Domenica, 06 Giugno 2021 - 13:09 Comunicato 1448

Il Paese che invecchia. E i giovani che mancano

Gli italiani stanno invecchiando. Senza ringiovanire. E si sta allungando l’età pensionabile; questa è certamente una buona notizia, ma porta con sé inevitabili sfide e riflessioni. E se la crisi demografica del nostro Paese non è una novità, purtroppo ancora non è un argomento che finisce nell’ordine del giorno dell’agenda politica italiana. Concretamente, s'intende. Ma quali sono le motivazioni profonde di questo tracollo demografico? E quali le strategie possibili per invertire i trend? Il demografo Francesco Billari ne ha discusso con Irene Tinagli, europarlamentare, presidente della Commissione per i problemi economici e monetari del Parlamento europeo, nell’incontro coordinato dalla giornalista Tonia Mastrobuoni al Festival dell'Economia.

Il Rapporto sulla popolazione dell'Associazione italiana per gli studi di popolazione del 2021 offre una panoramica ineguagliabile dei cambiamenti demografici in Italia, mostrando come questa si confronta con il resto dell'Unione europea. Un’analisi che si inserisce bene anche nell'ampio dibattito sull'impatto dell'invecchiamento lanciato dal Green Paper sull'invecchiamento della Commissione europea. Francesco Billari, che insegna Demografia all’Università Bocconi di Milano, ha introdotto un check up demografico al nostro Paese, da Nord a Sud, rilevandone la disomogeneità. 

«In vent’anni, stando a quanto emerge dal report che è iniziato ben prima dell'attuale pandemia, sono diminuiti in maniera eccezionale i giovani. E l'Italia, in un certo senso non si è mossa. Cosa avremmo potuto fare?» - si domanda il demografo? -  «Fare come la Korea del Sud, investendo in qualità e facendoli studiare ai massimi livelli, magari. In Italia, invece, il calo della popolazione giovanile si è combinato anche con la stagnazione dell’accesso all’università. Siamo anche ai primi livelli in Europa prendendo la percentuale dei giovani "NEET", ovvero i “Not in Education, Employment, Training, che non lavorano, non studiano, e hanno perso la voglia (lo stimolo) di cercare lavoro o di formarsi in altro modo. Un chiaro sintomo depressivo che deve farci preoccupare. Al contrario gli anziani, tutto sommato sono in buona salute, con una speranza di vita complessiva e senza limitazioni a 65 anni».

Le sfide per reagire a questo trend demografico in negativo non sono certo facili da affrontare. Anche perché  il cambiamento della popolazione è un mix tra dinamiche slow, esogene, in qualche modo prevedibili (conseguenze della bassa fecondità, invecchiamento, impatto di lungo periodo dei bassi livelli di istruzione e nelle difficoltà di transizione nello stato adulto), da considerare negli scenari decisionali e dinamiche fast, influenzate dalle decisioni politiche (cambiamenti delle famiglie, migrazioni e cambiamento della composizione della popolazione, “fuga dei cervelli”, dinamiche della popolazione a livello locale).

Irene Tinagli, europarlamentare, presidente della Commissione per i problemi economici e monetari del Parlamento europeo, ha sottolineato che politiche sociali e di welfare sono sulla bocca di tutti. «Eppure la demografia non rientra tra i focus del dibattito politico italiano, non come dovrebbe.

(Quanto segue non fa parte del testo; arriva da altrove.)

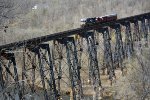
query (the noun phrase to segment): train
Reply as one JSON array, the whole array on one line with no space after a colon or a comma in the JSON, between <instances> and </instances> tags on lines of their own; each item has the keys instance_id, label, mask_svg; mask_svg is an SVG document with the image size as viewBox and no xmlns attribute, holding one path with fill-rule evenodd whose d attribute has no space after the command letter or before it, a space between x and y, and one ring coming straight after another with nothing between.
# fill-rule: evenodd
<instances>
[{"instance_id":1,"label":"train","mask_svg":"<svg viewBox=\"0 0 150 100\"><path fill-rule=\"evenodd\" d=\"M101 23L115 21L115 20L117 20L117 14L110 14L101 17L82 18L80 21L83 22L81 27L83 26L85 27L89 25L101 24Z\"/></svg>"}]
</instances>

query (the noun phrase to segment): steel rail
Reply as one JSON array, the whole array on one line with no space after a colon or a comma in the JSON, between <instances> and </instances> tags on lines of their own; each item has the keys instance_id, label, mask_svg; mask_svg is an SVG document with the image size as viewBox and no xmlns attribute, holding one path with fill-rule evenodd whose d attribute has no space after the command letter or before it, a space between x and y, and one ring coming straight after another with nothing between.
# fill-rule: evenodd
<instances>
[{"instance_id":1,"label":"steel rail","mask_svg":"<svg viewBox=\"0 0 150 100\"><path fill-rule=\"evenodd\" d=\"M150 18L150 12L140 14L140 15L130 16L130 17L126 17L126 18L121 18L121 19L111 21L111 22L91 25L91 26L84 27L84 28L76 28L76 29L58 32L58 33L54 33L54 34L50 34L50 35L45 35L45 36L41 36L41 37L36 37L36 38L32 38L32 39L27 39L27 40L23 40L23 41L18 41L18 42L1 45L0 51L6 50L6 49L16 49L16 48L20 48L23 46L38 45L43 42L55 40L58 38L64 38L64 37L67 37L70 35L75 35L77 33L86 32L86 31L89 31L92 29L99 29L104 26L111 26L111 25L114 25L115 23L124 23L126 21L133 22L135 20L141 20L142 18L145 18L145 19Z\"/></svg>"}]
</instances>

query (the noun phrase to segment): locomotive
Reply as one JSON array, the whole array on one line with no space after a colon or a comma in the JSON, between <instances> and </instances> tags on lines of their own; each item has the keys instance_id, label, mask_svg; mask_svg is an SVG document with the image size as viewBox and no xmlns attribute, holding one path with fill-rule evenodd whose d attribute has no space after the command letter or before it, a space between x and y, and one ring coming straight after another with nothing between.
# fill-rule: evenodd
<instances>
[{"instance_id":1,"label":"locomotive","mask_svg":"<svg viewBox=\"0 0 150 100\"><path fill-rule=\"evenodd\" d=\"M81 27L85 27L89 25L100 24L100 23L105 23L114 20L117 20L117 14L110 14L110 15L93 17L93 18L82 18L80 21L84 22L84 24L82 24Z\"/></svg>"}]
</instances>

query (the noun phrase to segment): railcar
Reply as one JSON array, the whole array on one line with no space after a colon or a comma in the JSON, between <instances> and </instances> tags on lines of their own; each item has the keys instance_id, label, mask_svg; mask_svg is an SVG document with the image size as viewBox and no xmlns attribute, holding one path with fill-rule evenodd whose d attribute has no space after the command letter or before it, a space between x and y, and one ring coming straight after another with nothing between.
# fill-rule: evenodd
<instances>
[{"instance_id":1,"label":"railcar","mask_svg":"<svg viewBox=\"0 0 150 100\"><path fill-rule=\"evenodd\" d=\"M81 25L81 27L110 22L114 20L117 20L117 14L110 14L110 15L105 15L101 17L93 17L93 18L82 18L81 22L83 22L83 24Z\"/></svg>"}]
</instances>

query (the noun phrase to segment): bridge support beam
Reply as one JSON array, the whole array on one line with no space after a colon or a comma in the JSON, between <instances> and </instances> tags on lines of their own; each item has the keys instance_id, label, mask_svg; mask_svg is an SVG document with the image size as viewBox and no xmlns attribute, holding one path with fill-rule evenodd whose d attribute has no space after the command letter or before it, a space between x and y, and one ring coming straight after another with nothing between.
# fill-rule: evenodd
<instances>
[{"instance_id":1,"label":"bridge support beam","mask_svg":"<svg viewBox=\"0 0 150 100\"><path fill-rule=\"evenodd\" d=\"M104 43L104 66L107 68L109 74L109 79L112 83L113 77L115 77L115 67L113 64L112 51L111 51L111 37L108 28L103 28L100 30L103 34L103 43Z\"/></svg>"},{"instance_id":2,"label":"bridge support beam","mask_svg":"<svg viewBox=\"0 0 150 100\"><path fill-rule=\"evenodd\" d=\"M83 99L82 82L80 78L81 66L79 66L74 38L67 37L58 41L66 47L73 100L81 100Z\"/></svg>"},{"instance_id":3,"label":"bridge support beam","mask_svg":"<svg viewBox=\"0 0 150 100\"><path fill-rule=\"evenodd\" d=\"M2 68L2 64L0 61L0 92L4 89L4 79L3 79L3 68Z\"/></svg>"},{"instance_id":4,"label":"bridge support beam","mask_svg":"<svg viewBox=\"0 0 150 100\"><path fill-rule=\"evenodd\" d=\"M124 53L126 57L131 57L133 54L133 40L132 40L132 34L131 34L131 25L130 22L122 23L126 27L125 29L125 45L124 45Z\"/></svg>"},{"instance_id":5,"label":"bridge support beam","mask_svg":"<svg viewBox=\"0 0 150 100\"><path fill-rule=\"evenodd\" d=\"M146 27L145 19L141 19L141 35L144 37L145 45L148 43L148 28Z\"/></svg>"},{"instance_id":6,"label":"bridge support beam","mask_svg":"<svg viewBox=\"0 0 150 100\"><path fill-rule=\"evenodd\" d=\"M4 67L6 68L7 73L9 73L9 75L12 76L15 81L15 89L14 89L15 96L14 96L14 98L21 100L22 92L21 92L21 87L20 87L20 83L19 83L19 76L18 76L15 55L14 55L14 53L9 53L9 50L8 50L8 52L6 52L6 51L1 52L1 56L3 56L6 60L8 60L8 62L9 62L8 65L4 65ZM11 73L11 71L9 69L11 64L13 65L14 75ZM2 68L2 63L0 65L1 65L0 67ZM1 71L2 71L2 69L1 69ZM1 80L2 80L2 87L4 89L4 81L3 81L3 79L1 79Z\"/></svg>"},{"instance_id":7,"label":"bridge support beam","mask_svg":"<svg viewBox=\"0 0 150 100\"><path fill-rule=\"evenodd\" d=\"M120 24L115 24L114 26L111 26L111 28L115 29L115 38L116 38L116 44L115 44L115 54L114 54L114 63L118 65L118 67L121 68L123 71L123 59L125 57L124 55L124 48L123 48L123 42L122 42L122 35L121 35L121 26Z\"/></svg>"},{"instance_id":8,"label":"bridge support beam","mask_svg":"<svg viewBox=\"0 0 150 100\"><path fill-rule=\"evenodd\" d=\"M100 88L101 88L101 80L100 80L100 71L98 66L97 59L97 48L96 41L94 39L93 32L85 32L80 34L87 41L88 48L88 58L89 58L89 80L92 82L95 98L96 100L100 97Z\"/></svg>"},{"instance_id":9,"label":"bridge support beam","mask_svg":"<svg viewBox=\"0 0 150 100\"><path fill-rule=\"evenodd\" d=\"M54 71L53 71L54 67L53 67L52 55L50 52L49 44L40 44L37 48L31 49L31 51L34 52L38 56L40 75L41 75L41 81L42 81L42 85L43 85L45 100L49 100L49 96L48 96L47 89L45 86L45 80L49 84L49 87L51 90L50 92L52 92L52 95L50 98L57 100L58 93L56 90ZM44 51L44 53L42 51ZM46 64L49 66L50 79L48 79L44 73L44 65L46 65Z\"/></svg>"}]
</instances>

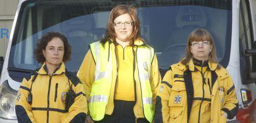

Molto spesso il tema della natalità si sostituisce a quello di italianità, ma in una chiave ideologica, prima ancora che concreta. In realtà il trend demografico è una questione di economia. Lo squilibrio graduale ma costante della spesa previdenziale va a comprimere ulteriormente la spesa per istruzione e sanità». Queste considerazioni sono i fondamenti dell'equità e della solidarietà intergenerazionale. Con una popolazione sempre più anziana e un minor numero di bambini che nascono, è necessario trovare il giusto equilibrio tra l'esigenza di garantire una vita dignitosa in età avanzata e quella di costruire un futuro per i giovani.

Da questi discorsi l’evidenza che le scelte politiche influenzano la demografia. Nel lungo come nel breve termine. Si è discusso ampiamente, alla luce di questi trend demografici, e del rapporto sopracitato, sulle ipotesi nuove di cittadinanza attiva e di allargare il suffragio elettorale abbassando l’età di voto, ma anche di risorse destinate nel PNNR a supporto di politiche per la natalità e asili nido, e di una maggiore attenzione verso la conoscenza della nostra società, per poter intervenire adeguatamente e contrastare un trend negativo, che prima ancora che demografico è soprattutto economico.